Knox has built a custody model that we came to appreciate as a reasonable tradeoff on sovereignty for uncompromising security and simplicity of usage. All transaction signing operations happen offline in a secure air-gapped infrastructure (also called cold storage), which is designed such that no single employee or group of employees can collude to steal the funds of our own clients. Knox staff, employees, directors and officers are completely locked out of our clients’ Bitcoin vaults, such that we cannot ever sign a withdrawal without the explicit request from clients holding account access keys. We are cryptographically locked out. Holding multiple millions of dollars worth of Bitcoin in distinct client accounts required us to enforce a true segregation of accounts down to the entropy level, such that no private key material is ever shared across client accounts. All customer backups are stored in physical vaults in distinct cities by a partner security firm, which has a different balance sheet and management team. Additionally, in this arrangement customers are made the sole owners of the recovery backups.

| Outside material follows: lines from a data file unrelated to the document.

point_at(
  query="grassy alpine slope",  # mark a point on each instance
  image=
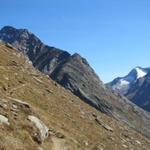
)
(72, 124)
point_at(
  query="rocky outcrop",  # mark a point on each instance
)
(139, 93)
(75, 74)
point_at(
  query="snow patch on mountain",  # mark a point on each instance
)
(122, 84)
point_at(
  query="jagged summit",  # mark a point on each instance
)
(74, 73)
(36, 113)
(122, 84)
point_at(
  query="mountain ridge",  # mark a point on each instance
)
(74, 73)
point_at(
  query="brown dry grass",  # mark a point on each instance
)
(61, 111)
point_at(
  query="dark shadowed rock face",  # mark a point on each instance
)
(74, 73)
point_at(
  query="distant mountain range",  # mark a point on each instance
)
(135, 86)
(74, 73)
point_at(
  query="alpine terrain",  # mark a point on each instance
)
(75, 74)
(135, 86)
(36, 113)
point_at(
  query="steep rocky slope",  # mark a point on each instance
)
(135, 86)
(38, 114)
(139, 93)
(123, 84)
(75, 74)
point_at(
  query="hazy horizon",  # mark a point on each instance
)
(112, 35)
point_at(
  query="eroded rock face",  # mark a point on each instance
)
(44, 131)
(139, 93)
(75, 74)
(20, 110)
(4, 120)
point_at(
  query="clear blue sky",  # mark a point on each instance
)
(113, 35)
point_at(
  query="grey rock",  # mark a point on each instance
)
(74, 73)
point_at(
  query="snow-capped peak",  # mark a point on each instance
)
(123, 84)
(140, 72)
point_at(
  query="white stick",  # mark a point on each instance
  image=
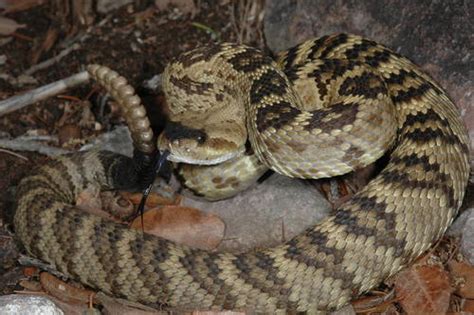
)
(19, 101)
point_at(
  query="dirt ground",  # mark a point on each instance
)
(136, 42)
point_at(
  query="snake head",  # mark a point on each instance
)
(196, 146)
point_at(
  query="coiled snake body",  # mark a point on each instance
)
(391, 221)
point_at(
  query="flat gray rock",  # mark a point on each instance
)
(267, 214)
(15, 304)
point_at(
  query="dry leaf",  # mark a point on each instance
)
(183, 225)
(63, 291)
(423, 290)
(154, 200)
(30, 271)
(9, 26)
(465, 273)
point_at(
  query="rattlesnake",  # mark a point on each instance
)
(382, 228)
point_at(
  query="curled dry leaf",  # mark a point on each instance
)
(464, 276)
(65, 292)
(183, 225)
(423, 290)
(9, 26)
(31, 285)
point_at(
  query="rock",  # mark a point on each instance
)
(467, 239)
(431, 33)
(23, 304)
(463, 227)
(267, 214)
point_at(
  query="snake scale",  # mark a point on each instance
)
(381, 229)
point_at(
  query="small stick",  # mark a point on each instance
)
(19, 101)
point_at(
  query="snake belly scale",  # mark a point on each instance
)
(382, 228)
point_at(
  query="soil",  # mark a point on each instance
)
(136, 42)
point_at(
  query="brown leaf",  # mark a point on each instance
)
(49, 40)
(154, 200)
(31, 285)
(423, 290)
(9, 26)
(186, 6)
(64, 291)
(464, 275)
(30, 271)
(183, 225)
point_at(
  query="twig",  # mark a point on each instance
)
(24, 145)
(19, 101)
(55, 59)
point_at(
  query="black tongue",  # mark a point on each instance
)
(158, 162)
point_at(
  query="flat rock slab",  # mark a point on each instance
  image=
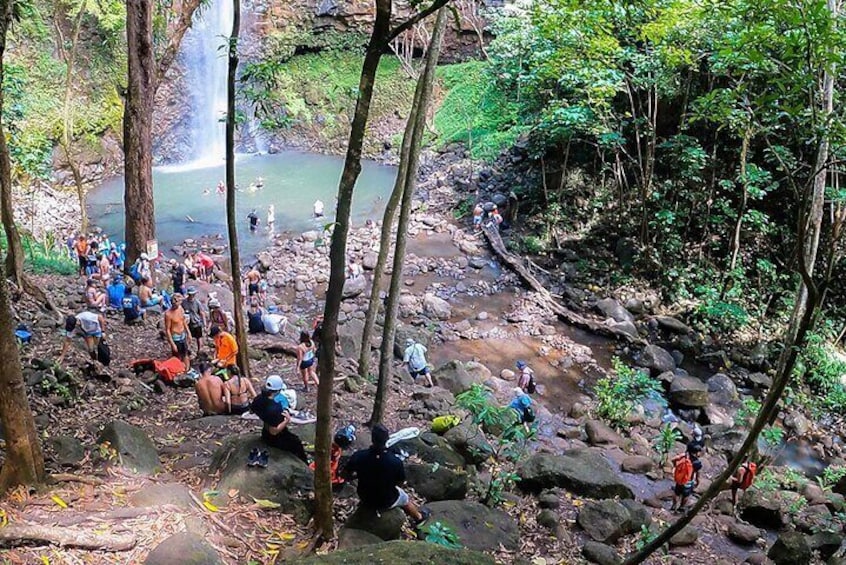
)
(399, 552)
(185, 549)
(580, 471)
(477, 526)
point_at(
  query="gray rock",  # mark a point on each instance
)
(477, 526)
(286, 480)
(600, 553)
(580, 471)
(385, 525)
(689, 392)
(183, 548)
(135, 450)
(613, 309)
(605, 521)
(656, 359)
(436, 482)
(791, 548)
(405, 552)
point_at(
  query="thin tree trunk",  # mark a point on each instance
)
(423, 97)
(14, 249)
(231, 222)
(385, 246)
(140, 224)
(323, 518)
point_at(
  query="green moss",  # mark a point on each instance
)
(474, 112)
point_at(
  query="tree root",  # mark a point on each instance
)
(14, 535)
(545, 298)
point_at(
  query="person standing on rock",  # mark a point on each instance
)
(380, 473)
(415, 361)
(176, 330)
(276, 419)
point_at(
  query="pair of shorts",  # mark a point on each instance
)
(402, 498)
(683, 490)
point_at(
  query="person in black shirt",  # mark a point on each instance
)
(379, 473)
(276, 418)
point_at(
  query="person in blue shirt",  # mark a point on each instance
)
(131, 304)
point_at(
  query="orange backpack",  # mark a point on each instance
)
(683, 472)
(749, 470)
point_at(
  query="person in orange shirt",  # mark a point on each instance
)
(225, 347)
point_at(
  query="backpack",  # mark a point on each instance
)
(104, 353)
(683, 472)
(749, 471)
(442, 424)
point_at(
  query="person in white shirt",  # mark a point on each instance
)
(415, 361)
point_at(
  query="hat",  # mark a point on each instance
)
(274, 383)
(379, 435)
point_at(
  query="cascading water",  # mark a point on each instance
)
(206, 59)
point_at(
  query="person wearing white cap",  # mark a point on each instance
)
(415, 360)
(276, 418)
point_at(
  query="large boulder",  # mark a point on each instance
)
(286, 480)
(477, 526)
(580, 471)
(436, 308)
(656, 359)
(385, 525)
(689, 392)
(791, 548)
(183, 548)
(135, 449)
(405, 552)
(610, 308)
(605, 521)
(436, 482)
(453, 376)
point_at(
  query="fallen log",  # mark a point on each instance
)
(14, 535)
(545, 297)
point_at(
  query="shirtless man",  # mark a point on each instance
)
(176, 330)
(241, 393)
(252, 278)
(212, 393)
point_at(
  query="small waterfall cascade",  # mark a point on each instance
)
(206, 60)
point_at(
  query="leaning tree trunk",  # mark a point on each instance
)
(14, 249)
(418, 116)
(231, 223)
(137, 133)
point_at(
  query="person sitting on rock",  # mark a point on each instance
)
(213, 394)
(743, 479)
(415, 361)
(380, 473)
(276, 418)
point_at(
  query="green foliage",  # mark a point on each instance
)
(441, 534)
(618, 393)
(475, 112)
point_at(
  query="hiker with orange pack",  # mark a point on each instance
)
(742, 479)
(685, 476)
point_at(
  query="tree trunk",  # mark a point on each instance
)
(24, 461)
(385, 244)
(417, 116)
(137, 133)
(231, 222)
(14, 249)
(323, 518)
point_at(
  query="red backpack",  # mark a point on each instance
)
(749, 471)
(683, 472)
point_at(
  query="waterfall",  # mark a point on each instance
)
(206, 61)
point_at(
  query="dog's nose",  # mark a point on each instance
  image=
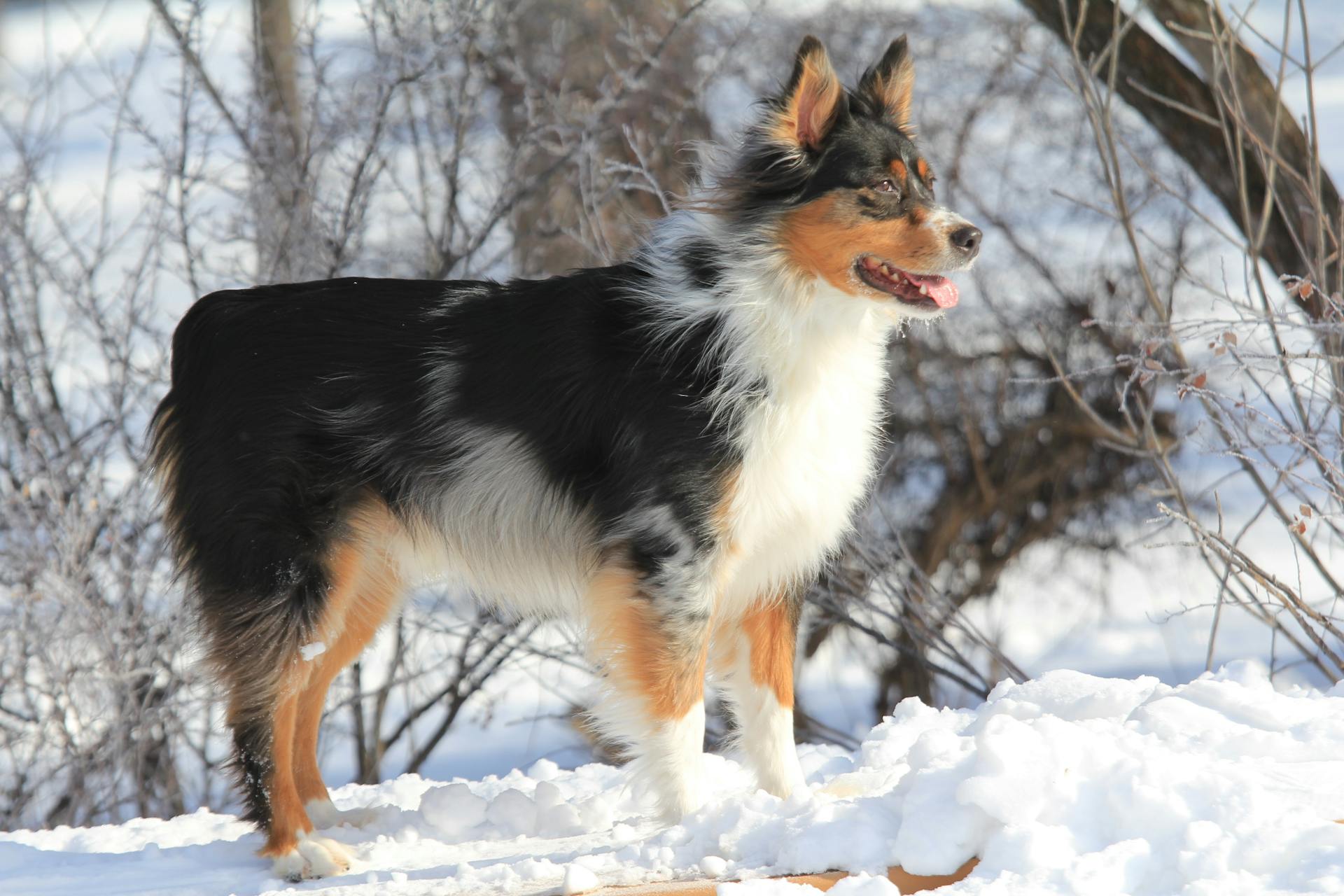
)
(967, 239)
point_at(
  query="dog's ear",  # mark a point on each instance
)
(891, 83)
(811, 102)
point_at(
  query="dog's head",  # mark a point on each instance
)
(846, 191)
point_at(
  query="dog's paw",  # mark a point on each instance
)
(312, 858)
(324, 814)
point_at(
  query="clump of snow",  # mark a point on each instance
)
(1063, 785)
(578, 880)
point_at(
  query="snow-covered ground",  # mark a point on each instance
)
(1069, 783)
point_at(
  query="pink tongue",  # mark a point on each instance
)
(941, 289)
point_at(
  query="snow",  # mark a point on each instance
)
(1069, 783)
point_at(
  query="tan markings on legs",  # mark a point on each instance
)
(771, 628)
(286, 812)
(640, 652)
(365, 593)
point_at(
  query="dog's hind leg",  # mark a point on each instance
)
(258, 652)
(366, 592)
(652, 648)
(753, 656)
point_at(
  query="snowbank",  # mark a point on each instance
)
(1063, 785)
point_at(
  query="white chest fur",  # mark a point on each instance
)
(809, 447)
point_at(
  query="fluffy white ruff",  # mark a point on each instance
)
(314, 858)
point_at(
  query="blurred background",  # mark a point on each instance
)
(1120, 454)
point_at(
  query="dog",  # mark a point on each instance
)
(667, 449)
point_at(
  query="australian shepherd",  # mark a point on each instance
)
(666, 449)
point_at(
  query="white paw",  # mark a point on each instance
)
(315, 856)
(324, 814)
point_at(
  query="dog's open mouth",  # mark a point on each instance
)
(921, 290)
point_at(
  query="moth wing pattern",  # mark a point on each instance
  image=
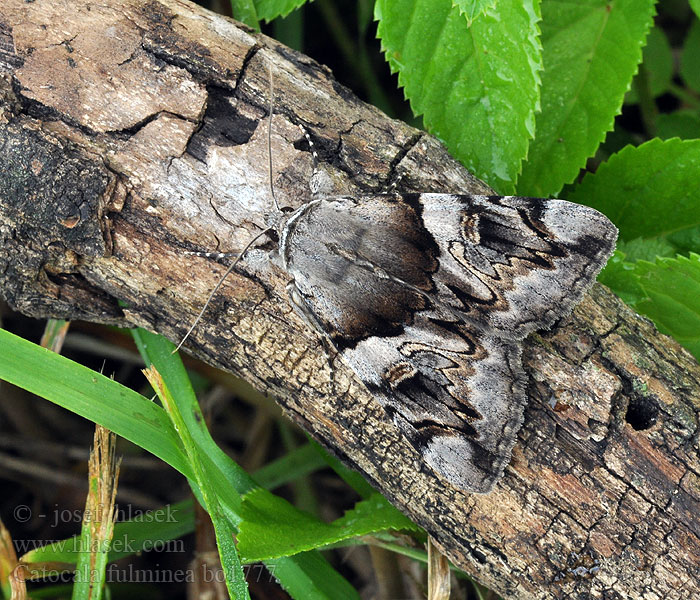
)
(426, 297)
(513, 265)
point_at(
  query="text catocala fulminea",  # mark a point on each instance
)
(427, 297)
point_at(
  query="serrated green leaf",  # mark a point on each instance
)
(683, 124)
(690, 58)
(651, 249)
(272, 527)
(591, 49)
(649, 191)
(672, 297)
(476, 87)
(472, 8)
(667, 290)
(657, 58)
(267, 10)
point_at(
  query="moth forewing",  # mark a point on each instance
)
(427, 298)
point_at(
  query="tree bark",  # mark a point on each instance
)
(133, 131)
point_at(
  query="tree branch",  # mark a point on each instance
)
(119, 154)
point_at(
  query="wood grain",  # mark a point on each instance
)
(132, 131)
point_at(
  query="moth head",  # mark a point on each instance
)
(321, 184)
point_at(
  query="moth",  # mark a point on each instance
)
(427, 297)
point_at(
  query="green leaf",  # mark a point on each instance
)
(650, 250)
(244, 11)
(690, 58)
(672, 297)
(293, 465)
(657, 58)
(666, 290)
(477, 87)
(591, 49)
(695, 5)
(267, 10)
(472, 8)
(303, 576)
(308, 576)
(272, 527)
(619, 275)
(684, 124)
(224, 529)
(149, 530)
(648, 191)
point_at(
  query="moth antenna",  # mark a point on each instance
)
(219, 284)
(269, 139)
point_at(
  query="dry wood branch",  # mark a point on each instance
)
(131, 131)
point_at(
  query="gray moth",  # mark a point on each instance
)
(427, 297)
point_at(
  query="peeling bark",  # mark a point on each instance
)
(131, 131)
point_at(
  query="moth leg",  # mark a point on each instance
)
(312, 322)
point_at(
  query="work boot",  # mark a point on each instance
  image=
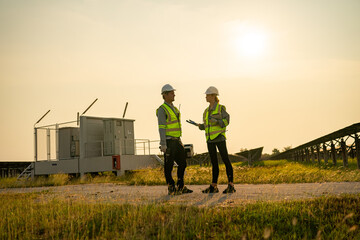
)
(211, 189)
(184, 189)
(172, 190)
(229, 189)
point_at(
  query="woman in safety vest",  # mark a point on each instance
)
(215, 120)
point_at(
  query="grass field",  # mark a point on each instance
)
(23, 216)
(264, 172)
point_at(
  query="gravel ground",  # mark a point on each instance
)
(245, 193)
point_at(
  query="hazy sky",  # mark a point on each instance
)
(287, 71)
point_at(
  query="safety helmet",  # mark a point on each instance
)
(167, 88)
(212, 90)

All these properties that we validated with our insurance partners allowed us to bind an insurance policy that covers our custody operations against theft and loss of Bitcoin, whether internal collusion or external attacks. We are capable of servicing each client with dedicated insurance allocations in 1:1 capacity, such that if a client holds $20 million or $150 million worth of Bitcoin, their account can respectively be insured with $20 million and $150 million of dedicated insurance coverage. Each customer limit can be certified by our insurance broker, Marsh, such that controllers, CFOs, directors and officers can report to their board, and shareholders and meet their internal risk management needs. This is a first in the industry and to this day remains unique. While we are happy that this is the case, we believe that more trusted custodians should work with insurance markets who act as the ultimate risk pricing mechanism and arbiters of the security of a system. If custodians cannot afford to get a reasonable insurance policy on their systems, their clients should demand why that is the case. A well-capitalized balance sheet and a high pedigree brand should not be enough in the medium to long term to act as a reasonable financial stop gap.
With trust comes risk, and as the OCC suggested recently, US banks will now be capable of servicing their clients with Bitcoin custody services. As a trusted custodian, we recommend that companies and other Bitcoin holders do their own research when it comes to picking the right custody setup, whether non-custodial, trusted, single key or multisig. We are aware that our solution is not the perfect solution for all businesses, funds or individuals (usually UHNW due to monthly minimums) as it can not be, but we do understand that certain market participants would be better off not holding their own keys, or simply can’t afford to.
We remain available to discuss available options and act as trusted and responsible agents in your search for the right partner, or setup, whether you wish to optimize simplicity, security or sovereignty. And remember, custody is a tradeoff, as are many things in business and life.